Outgoing President Goodluck Jonathan last spring ordered troops into Adamawa, Borno and Yobe states after the government imposed a state of emergency. Just before last month’s presidential election, in which voters chose former military ruler Muhammadu Buhari, the government claimed it had driven the miitants out of Adamawa and expected to do so in the other states.
Scenes of destruction
Ensign, the peace initiative’s director, told Makori she’d "just returned from a trip up north, where damage is horrible."
In her latest blog dispatch for The Huffington Post, for which she periodically chronicles Nigerian developments, she described countless scenes of destruction: of homes, churches, mosques, health centers and communications facilities.
She reported that in one town, for instance, "Most of the public buildings had been shelled or burned. … No farms were being cleared and prepared for the rainy season."
Nongovernmental organizations "have been quite slow" to respond to the region’s overwhelming humanitarian needs, Ensign contended. She acknowledged that now the Nigerian Red Cross and other groups are providing aid.

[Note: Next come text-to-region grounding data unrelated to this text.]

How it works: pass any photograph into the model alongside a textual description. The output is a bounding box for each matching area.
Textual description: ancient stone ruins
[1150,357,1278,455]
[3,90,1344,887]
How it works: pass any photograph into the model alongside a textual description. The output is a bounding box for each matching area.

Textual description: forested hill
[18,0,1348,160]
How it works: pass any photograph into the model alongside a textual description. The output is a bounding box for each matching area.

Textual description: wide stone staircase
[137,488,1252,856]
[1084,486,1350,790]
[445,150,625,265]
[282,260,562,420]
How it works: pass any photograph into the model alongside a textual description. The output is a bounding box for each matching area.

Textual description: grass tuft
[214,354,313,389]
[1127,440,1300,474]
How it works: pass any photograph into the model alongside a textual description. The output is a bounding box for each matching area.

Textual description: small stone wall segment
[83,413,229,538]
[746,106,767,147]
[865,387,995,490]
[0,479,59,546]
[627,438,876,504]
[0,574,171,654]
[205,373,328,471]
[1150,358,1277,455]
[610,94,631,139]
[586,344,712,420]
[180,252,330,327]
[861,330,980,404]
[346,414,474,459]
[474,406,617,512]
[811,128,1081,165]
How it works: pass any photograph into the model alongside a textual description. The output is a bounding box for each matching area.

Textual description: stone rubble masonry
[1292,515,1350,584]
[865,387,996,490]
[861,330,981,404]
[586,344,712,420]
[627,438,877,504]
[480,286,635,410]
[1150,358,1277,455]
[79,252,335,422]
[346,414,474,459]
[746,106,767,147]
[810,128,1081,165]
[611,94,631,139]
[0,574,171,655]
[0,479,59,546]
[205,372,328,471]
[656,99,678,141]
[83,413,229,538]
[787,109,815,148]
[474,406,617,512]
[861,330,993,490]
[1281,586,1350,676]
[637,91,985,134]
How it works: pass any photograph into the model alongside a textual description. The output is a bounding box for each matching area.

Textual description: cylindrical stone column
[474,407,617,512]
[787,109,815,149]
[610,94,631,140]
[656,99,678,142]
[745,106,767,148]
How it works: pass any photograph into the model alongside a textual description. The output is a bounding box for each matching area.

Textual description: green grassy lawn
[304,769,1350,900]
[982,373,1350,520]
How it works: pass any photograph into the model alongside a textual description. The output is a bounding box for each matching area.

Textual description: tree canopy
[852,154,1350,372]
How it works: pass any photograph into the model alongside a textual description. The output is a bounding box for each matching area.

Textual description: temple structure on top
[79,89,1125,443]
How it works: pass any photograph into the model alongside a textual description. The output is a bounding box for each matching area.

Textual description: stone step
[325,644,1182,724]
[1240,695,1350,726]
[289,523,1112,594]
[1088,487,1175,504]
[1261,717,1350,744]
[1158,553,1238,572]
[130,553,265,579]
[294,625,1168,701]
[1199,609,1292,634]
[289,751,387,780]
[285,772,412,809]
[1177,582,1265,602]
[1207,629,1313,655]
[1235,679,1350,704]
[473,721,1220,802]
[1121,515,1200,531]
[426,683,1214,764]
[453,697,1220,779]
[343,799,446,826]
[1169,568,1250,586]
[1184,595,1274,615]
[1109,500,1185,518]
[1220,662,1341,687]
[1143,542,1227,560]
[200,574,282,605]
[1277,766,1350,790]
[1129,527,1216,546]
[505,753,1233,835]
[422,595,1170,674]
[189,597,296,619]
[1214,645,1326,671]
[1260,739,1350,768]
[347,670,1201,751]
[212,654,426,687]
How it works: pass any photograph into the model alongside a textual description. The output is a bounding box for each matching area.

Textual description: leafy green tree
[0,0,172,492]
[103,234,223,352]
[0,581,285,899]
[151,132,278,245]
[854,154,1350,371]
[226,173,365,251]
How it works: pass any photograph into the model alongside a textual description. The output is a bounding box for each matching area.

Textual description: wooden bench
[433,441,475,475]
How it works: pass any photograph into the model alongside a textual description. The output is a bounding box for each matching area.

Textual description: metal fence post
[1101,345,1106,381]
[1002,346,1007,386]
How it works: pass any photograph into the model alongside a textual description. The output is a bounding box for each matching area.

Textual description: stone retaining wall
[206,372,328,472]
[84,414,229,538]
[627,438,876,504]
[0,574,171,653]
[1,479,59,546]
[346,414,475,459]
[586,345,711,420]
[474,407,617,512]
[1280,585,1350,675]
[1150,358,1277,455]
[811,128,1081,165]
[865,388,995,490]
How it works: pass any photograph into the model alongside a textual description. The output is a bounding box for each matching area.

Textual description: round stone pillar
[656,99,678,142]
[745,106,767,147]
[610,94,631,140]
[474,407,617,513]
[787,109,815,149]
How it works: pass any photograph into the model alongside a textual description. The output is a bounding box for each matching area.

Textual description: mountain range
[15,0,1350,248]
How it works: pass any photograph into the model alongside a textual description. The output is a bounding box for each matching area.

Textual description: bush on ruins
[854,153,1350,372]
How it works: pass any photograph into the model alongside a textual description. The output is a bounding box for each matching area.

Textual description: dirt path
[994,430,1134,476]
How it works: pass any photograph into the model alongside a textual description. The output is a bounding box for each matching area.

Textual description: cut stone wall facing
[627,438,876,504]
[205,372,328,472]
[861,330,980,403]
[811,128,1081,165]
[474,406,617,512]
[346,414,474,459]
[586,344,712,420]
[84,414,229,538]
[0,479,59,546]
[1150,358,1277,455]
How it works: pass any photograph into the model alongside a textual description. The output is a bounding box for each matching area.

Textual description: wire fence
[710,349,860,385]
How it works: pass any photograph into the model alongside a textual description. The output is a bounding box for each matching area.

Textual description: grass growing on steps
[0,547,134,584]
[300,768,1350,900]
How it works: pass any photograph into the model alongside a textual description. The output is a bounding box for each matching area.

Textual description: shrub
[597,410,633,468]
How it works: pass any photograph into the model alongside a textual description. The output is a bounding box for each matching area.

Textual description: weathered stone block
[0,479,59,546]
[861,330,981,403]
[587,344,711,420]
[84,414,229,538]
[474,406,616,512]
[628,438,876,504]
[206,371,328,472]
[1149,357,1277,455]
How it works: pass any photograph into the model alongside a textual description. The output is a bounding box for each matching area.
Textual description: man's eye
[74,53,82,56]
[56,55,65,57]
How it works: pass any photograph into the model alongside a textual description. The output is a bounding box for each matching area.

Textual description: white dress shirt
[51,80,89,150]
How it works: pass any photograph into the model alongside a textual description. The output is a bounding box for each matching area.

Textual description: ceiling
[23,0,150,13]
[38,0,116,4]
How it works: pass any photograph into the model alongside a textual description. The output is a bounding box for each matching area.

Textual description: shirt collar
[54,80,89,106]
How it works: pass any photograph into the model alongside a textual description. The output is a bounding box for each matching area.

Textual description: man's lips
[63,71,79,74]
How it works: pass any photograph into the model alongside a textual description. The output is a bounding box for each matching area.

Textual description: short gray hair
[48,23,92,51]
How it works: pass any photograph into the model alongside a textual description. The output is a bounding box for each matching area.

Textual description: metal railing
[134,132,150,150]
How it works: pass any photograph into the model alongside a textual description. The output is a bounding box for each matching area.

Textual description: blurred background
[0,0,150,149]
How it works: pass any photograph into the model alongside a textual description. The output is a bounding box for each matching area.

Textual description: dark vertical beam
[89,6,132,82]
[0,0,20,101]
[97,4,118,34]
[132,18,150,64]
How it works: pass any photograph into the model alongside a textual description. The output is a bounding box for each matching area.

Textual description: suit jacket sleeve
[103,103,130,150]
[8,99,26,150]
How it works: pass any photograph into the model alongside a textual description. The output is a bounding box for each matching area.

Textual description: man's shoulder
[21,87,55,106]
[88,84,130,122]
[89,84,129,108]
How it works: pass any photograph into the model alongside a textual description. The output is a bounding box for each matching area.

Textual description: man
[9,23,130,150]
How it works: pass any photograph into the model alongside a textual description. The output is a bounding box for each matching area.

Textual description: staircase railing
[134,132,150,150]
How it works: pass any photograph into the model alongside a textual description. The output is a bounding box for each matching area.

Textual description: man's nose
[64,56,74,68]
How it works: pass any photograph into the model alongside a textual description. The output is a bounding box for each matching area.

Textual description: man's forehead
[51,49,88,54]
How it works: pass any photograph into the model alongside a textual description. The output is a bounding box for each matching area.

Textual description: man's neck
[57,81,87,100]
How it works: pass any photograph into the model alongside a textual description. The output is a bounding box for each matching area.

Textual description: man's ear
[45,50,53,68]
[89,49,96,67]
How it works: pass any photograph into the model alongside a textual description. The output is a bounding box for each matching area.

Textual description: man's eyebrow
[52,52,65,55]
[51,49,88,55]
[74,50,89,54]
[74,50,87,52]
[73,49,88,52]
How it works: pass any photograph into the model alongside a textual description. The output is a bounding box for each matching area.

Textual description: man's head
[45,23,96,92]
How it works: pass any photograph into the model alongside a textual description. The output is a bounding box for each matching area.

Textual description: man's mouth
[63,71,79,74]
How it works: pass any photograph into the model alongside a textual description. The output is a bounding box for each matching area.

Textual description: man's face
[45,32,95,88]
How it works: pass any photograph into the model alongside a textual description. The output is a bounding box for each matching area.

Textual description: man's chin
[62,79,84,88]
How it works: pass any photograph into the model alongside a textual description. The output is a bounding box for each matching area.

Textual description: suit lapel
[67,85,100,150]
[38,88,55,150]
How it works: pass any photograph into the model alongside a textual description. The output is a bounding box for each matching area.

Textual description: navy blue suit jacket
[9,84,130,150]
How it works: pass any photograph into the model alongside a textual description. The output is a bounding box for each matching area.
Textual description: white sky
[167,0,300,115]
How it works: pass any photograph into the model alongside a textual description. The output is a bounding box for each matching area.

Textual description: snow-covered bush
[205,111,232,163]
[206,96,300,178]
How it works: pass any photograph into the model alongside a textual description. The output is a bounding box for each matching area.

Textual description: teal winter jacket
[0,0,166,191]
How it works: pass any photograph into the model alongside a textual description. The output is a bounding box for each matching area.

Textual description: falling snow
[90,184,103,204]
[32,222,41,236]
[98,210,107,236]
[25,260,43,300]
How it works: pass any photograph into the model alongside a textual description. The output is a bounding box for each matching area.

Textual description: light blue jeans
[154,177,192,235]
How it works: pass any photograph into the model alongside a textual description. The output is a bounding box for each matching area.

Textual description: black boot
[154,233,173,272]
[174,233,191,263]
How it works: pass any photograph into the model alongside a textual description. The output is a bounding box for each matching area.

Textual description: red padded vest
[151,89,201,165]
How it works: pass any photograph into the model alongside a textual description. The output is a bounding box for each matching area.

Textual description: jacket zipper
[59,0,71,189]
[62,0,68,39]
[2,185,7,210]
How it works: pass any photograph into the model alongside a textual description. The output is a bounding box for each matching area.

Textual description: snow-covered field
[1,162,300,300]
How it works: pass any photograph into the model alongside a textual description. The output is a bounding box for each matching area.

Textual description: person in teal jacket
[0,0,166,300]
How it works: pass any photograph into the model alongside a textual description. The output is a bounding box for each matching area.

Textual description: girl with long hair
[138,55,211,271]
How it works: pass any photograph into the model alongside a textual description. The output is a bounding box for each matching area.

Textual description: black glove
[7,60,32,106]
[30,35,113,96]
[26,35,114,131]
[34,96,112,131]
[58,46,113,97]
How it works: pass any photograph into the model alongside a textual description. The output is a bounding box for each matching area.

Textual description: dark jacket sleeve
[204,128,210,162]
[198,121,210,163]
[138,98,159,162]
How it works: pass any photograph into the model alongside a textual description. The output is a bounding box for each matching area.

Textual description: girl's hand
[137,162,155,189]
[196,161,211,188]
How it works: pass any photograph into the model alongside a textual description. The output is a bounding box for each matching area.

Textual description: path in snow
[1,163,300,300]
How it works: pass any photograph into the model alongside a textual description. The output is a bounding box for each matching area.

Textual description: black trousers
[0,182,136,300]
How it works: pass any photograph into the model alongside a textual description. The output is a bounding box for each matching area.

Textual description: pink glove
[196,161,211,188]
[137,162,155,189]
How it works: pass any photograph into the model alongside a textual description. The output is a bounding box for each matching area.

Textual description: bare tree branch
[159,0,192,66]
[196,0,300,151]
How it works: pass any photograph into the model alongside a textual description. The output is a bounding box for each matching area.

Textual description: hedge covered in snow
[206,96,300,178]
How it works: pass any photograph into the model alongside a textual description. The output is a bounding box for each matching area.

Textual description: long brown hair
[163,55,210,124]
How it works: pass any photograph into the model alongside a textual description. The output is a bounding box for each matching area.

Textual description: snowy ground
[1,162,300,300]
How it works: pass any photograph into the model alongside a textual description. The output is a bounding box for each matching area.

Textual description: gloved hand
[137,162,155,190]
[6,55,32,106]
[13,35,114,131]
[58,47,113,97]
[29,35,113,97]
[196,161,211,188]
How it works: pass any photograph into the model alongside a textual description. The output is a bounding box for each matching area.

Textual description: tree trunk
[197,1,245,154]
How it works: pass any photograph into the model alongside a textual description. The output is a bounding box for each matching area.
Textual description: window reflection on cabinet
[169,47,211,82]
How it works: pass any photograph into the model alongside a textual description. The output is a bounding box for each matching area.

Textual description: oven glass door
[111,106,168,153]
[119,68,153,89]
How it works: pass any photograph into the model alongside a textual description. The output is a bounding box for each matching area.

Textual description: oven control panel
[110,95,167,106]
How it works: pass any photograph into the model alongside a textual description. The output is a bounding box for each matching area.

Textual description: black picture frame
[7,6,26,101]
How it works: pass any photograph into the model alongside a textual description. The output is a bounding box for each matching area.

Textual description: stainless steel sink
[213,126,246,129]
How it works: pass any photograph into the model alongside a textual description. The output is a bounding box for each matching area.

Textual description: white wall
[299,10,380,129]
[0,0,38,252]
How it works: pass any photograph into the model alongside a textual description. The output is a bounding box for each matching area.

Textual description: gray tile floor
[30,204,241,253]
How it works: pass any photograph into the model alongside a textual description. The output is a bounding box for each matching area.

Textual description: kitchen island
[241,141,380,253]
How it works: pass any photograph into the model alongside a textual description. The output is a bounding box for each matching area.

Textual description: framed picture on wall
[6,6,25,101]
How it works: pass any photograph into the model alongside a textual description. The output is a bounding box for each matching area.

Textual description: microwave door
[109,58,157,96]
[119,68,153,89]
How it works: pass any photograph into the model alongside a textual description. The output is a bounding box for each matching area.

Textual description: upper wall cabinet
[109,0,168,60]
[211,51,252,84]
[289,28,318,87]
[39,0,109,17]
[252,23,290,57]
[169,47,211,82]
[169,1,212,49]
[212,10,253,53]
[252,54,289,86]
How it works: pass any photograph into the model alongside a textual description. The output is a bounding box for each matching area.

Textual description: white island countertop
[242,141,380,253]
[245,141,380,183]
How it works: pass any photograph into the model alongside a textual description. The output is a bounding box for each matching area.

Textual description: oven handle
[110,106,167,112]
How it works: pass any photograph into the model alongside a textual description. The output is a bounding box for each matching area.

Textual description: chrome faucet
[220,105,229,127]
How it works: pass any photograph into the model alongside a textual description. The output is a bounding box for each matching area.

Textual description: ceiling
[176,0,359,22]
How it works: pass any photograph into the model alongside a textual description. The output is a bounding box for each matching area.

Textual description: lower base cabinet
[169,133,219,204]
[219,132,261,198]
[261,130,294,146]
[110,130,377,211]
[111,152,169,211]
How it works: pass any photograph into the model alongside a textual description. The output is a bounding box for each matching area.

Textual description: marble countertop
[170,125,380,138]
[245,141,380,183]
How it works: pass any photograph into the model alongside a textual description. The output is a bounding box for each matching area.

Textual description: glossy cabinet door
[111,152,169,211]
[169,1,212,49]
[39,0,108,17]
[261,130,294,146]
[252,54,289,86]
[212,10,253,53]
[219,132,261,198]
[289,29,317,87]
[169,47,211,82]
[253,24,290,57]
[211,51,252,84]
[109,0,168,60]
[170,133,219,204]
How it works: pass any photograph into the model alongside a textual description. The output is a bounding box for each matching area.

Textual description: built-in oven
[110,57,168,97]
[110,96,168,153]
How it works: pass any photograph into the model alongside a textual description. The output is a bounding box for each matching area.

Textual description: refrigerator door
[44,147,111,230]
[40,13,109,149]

But "over 200,000 young children are not in school," Ensign said, adding she’d like to set up "mobile education" training centers to address academic gaps.
The university already has established a literacy program that aims "to reach as many young people – boys and girls" – as possible. Ensign said it’s a misperception that Nigerian parents don’t want education for their girls. They simply lack access and resources.
The peace initiative also aims to stabilize the region through education and economic growth. It draws upon religious, business and other community leaders in reaching out to young, often poor Nigerians who might be vulnerable to jihadist messages, said Ensign.
Outside the VOA studio, Ensign said she was optimistic that security conditions would improve after Buhari takes office in May.
A scholar of international development and of conflict resolution, the California native has taught at several U.S. universities – including Columbia in New York, Tulane in Louisiana, and at Maryland’s flagship campus – and she advised the governments of Uganda and Rwanda.
Ensign is a co-editor of, and contributor to, Confronting Genocide in Rwanda, a book published last year that’s being reissued this month.
She was visiting Washington this week to speak at a commemoration for victims of the 1994 Rwandan massacre.